Un coup d'œil sur les inconvénients maintenant. Un peu de coercition tout d'abord avec l'obligation d'utiliser la chose dans un établissement qui l'accepte. Établissement qui bien entendu en est de sa poche pour avoir le droit de gérer ce moyen de payement batard. On note au passage que l'employeur, lui, bénéficie de largesses fiscales pour l'utilisation du système. Quant au prétendu bénéficiaire, il doit mettre la main au porte monnaie. Car si d'aventure le montant de son repas était inférieur à celui du ticket; la monnaie ne lui serait pas rendue.

Côté pratique: de la gestion en plus pour le pôle administratif de l'employeur (commander les carnets, compter les jours de chaque employé, les remettre en mains propre contre une signature ...). Pour le salarié, astreinte à la tenue de comptes d'apothiquaires pour compléter le ticket, poussage à la sur-consommation lorsque le seuil du chèque n'est pas atteint et parfois âpres négociations pour faire accepter le coupable moyen de payement en surnuméraire ou hors de horaire classiques de travail. Acune chance par contre qu'il soit accepté passé la date de préremption.

Compliqué tout ça n'est ce pas ? Pourtant le système perdure, au grand dam de nombre de ses utilisateurs.
Vivement la retraite ! Avec moins d'un tiers de mon salaire versé uniquement en sous-sous, je pourrai peut-être espérer pouvoir m'acheter une boîte de mou pour chat par jour. Alors je serai vieux et je pourrai crever. J'veux mourrir malheureux pour ne rien regretter.

04 janvier 2007

Résumé iconographique de la pause café

On essayait de trouver une image pour représenter notre chef d'équipe :


écarté, jugé trop dynamique.

Mieux on retrouve bien le côté mou et coulant. (ainsi que le poisseux au contact)


Mention spéciale pour le "chien qui hoche la tête sur la banquette arrière" (pas trouvé de gif animée malheureusement), pour son attitude en réunion.

02 janvier 2007

Citations

Quelques citations du bouquin que je suis en train de lire (qui n'a rien à voire avec l'info) :
Et au bout de deux ans, le seul réflexe d'un homme dans la merde est de chercher un autre homme dans la merde. (Tiens on dirait qu'elle parle de schizzo et moi, le concert de déprimé, ça doit être dur pour les personnes qui partagent le bureau).

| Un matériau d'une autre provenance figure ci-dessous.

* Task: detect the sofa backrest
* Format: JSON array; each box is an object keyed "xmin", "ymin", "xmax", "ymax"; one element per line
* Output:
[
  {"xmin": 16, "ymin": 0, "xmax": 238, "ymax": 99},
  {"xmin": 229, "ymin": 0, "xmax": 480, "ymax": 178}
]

Sais-tu que l'on croit toujours que l'on va triompher de la merde en quinze jours mais qu'en réalité ça s'éternise ? (oui je sais).

Lucien classa l'affaire au purgatoire de son esprit. Tout ce qui passait par son purgatoire finissait après un laps de temps assez bref par tomber dans les tiroirs inaccessibles de sa mémoire. (Garbage Collector - première chose qui m'est venu à l'esprit en lisant la phrase comme quoi l'informatique c'est alienant).

La cravate, il arrive que ça rassure un peu. (en tout cas c'est vrai en SSII - bien plus que de solides compétences).

Sinon niveau musique c'est Keren Ann The game of life is hard to play, i'm gonna loose it anyway ...

Et oui je n'ai pas pris comme bonne résolution d'être faussement gai et joyeux cette année.